La France est plongée dans un chaos caniculaire sans précédent, avec 49 départements en vigilance rouge dès lundi, un chiffre jamais atteint. Près de 35 millions de citoyens sont directement menacés par cette vague de chaleur historique, rendant le quotidien insupportable et dangereux.
Les conséquences sont déjà dramatiques : 845 écoles et collèges resteront fermés, perturbant des milliers de familles. La Fête de la musique, habituellement un moment de joie, s’est transformée en un véritable fiasco, avec des annulations en cascade et des conditions insoutenables pour les rares événements maintenus. L’impréparation face à un tel événement est flagrante, laissant la population face à des mesures d’urgence souvent insuffisantes.

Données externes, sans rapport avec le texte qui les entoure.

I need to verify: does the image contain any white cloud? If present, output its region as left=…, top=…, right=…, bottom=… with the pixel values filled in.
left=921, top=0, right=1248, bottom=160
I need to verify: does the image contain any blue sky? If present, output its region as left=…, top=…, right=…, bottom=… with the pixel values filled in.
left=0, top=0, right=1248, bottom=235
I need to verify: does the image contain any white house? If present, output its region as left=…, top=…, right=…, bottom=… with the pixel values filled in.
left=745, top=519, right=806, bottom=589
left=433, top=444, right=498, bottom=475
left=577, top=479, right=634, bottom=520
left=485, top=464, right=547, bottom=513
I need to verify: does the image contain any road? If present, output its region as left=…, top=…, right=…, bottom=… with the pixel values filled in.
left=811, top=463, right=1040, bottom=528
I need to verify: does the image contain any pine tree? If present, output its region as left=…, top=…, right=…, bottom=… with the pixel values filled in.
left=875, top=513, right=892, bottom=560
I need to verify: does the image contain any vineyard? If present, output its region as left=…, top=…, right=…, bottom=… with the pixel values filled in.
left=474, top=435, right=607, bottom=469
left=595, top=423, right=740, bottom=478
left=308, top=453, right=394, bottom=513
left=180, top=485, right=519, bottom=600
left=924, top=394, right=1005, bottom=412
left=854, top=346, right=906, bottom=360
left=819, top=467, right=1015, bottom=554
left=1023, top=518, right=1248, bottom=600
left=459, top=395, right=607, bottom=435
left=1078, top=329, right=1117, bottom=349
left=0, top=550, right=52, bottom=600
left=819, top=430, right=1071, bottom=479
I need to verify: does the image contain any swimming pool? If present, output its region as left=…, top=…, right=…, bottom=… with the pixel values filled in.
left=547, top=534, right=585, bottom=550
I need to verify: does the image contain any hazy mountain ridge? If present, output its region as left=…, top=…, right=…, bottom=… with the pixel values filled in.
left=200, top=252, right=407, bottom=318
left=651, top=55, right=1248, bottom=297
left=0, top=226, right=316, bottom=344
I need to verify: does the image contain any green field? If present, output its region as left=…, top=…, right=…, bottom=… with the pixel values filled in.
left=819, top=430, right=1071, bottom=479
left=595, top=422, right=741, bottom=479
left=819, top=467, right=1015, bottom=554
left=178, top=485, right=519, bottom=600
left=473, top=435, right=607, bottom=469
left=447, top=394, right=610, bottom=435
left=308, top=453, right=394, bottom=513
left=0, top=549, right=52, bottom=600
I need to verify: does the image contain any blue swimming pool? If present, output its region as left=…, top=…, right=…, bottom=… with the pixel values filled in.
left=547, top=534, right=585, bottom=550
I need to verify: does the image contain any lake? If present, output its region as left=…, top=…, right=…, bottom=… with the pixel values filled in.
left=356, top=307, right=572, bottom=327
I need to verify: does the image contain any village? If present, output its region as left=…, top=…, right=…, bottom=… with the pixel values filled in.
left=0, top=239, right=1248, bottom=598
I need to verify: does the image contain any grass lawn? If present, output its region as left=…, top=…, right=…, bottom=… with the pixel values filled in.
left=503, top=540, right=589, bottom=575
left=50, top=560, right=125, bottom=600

Le réseau ferroviaire, déjà vétuste, est au bord de la rupture. La SNCF recommande aux personnes « vulnérables » d’éviter le train, une admission d’échec face à des infrastructures incapables de supporter de telles températures. Michel Quidort, président de la Fnaut, dénonce une « situation incontrôlable » due à un « non-renouvellement du matériel pendant des décennies », soulignant l’échec des investissements publics.
Alors que le mercure atteint déjà les 40°C, les alertes se multiplient, mais les solutions concrètes tardent. Des décès par noyade sont signalés, et les malaises se multiplient. Les rares tentatives de rafraîchissement sont souvent chaotiques ou privatisées, comme la piscine de Neuilly-sur-Seine réservée aux seuls habitants. L’appel d’Emmanuel Macron à la prudence sonne creux face à l’ampleur de la catastrophe, révélant la vulnérabilité d’un pays face aux dérèglements climatiques grandissants et à un manque criant d’anticipation.